This notebook illustrates how the ModelSpec works with models.yml to curate and access model attributes.
Overview¶
The ModelSpec class defines the complete specification for an ocean model configuration, including:
Templates: Jinja2 template locations for compile-time and run-time configuration files
Settings: Default settings and configuration files
Code: Repository specifications for ROMS, MARBL, and associated code
Inputs: Default specifications for grid, initial conditions, and forcing data
Datasets: List of required source datasets
Model specifications are stored in models.yml and loaded using load_models_yaml().
Setup¶
Import the necessary modules and enable autoreload for development.
%load_ext autoreload
%autoreload 2
from pathlib import Path
from cson_forge import models, config
Load ModelSpec¶
Load a model specification from models.yml using load_models_yaml().

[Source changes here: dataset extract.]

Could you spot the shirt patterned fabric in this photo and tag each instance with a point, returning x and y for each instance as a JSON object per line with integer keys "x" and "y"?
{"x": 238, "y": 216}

This function takes the path to the YAML file and the model name.
# Load a model specification
model_name = "cson_roms-marbl_v0.1"
model_spec = models.load_models_yaml(config.paths.models_yaml, model_name)
print(f"Loaded ModelSpec: {model_spec.name}")
print(f"Type: {type(model_spec)}")
Loaded ModelSpec: cson_roms-marbl_v0.1
Type: <class 'cson_forge.models.ModelSpec'>
Inspect ModelSpec Structure¶
The ModelSpec is a Pydantic model with several main components. Let’s explore each one:
# View all ModelSpec attributes
print("ModelSpec attributes:")
# Use the class to access model_fields (not the instance) to avoid deprecation warning
for attr in model_spec.__class__.model_fields.keys():
value = getattr(model_spec, attr)
if isinstance(value, (list, dict)) and len(str(value)) > 100:
print(f" - {attr}: {type(value).__name__} (length: {len(value)})")
else:
print(f" - {attr}: {value}")
ModelSpec attributes:
- name: cson_roms-marbl_v0.1
- templates: compile_time=CodeRepository(documentation='', locked=False, location='/Users/mclong/codes/cson-forge/cson_forge/model-configs/cson_roms-marbl_v0.1/templates/compile-time', commit='', branch='main', filter=PathFilter(directory='', files=['bgc.opt.j2', 'blk_frc.opt.j2', 'cdr_frc.opt.j2', 'cppdefs.opt.j2', 'diagnostics.opt.j2', 'ocean_vars.opt.j2', 'param.opt.j2', 'river_frc.opt.j2', 'surf_flux.opt.j2', 'tides.opt.j2', 'tracers.opt.j2', 'Makefile'])) run_time=CodeRepository(documentation='', locked=False, location='/Users/mclong/codes/cson-forge/cson_forge/model-configs/cson_roms-marbl_v0.1/templates/run-time', commit='', branch='main', filter=PathFilter(directory='', files=['roms.in.j2', 'marbl_in', 'marbl_tracer_output_list', 'marbl_diagnostic_output_list']))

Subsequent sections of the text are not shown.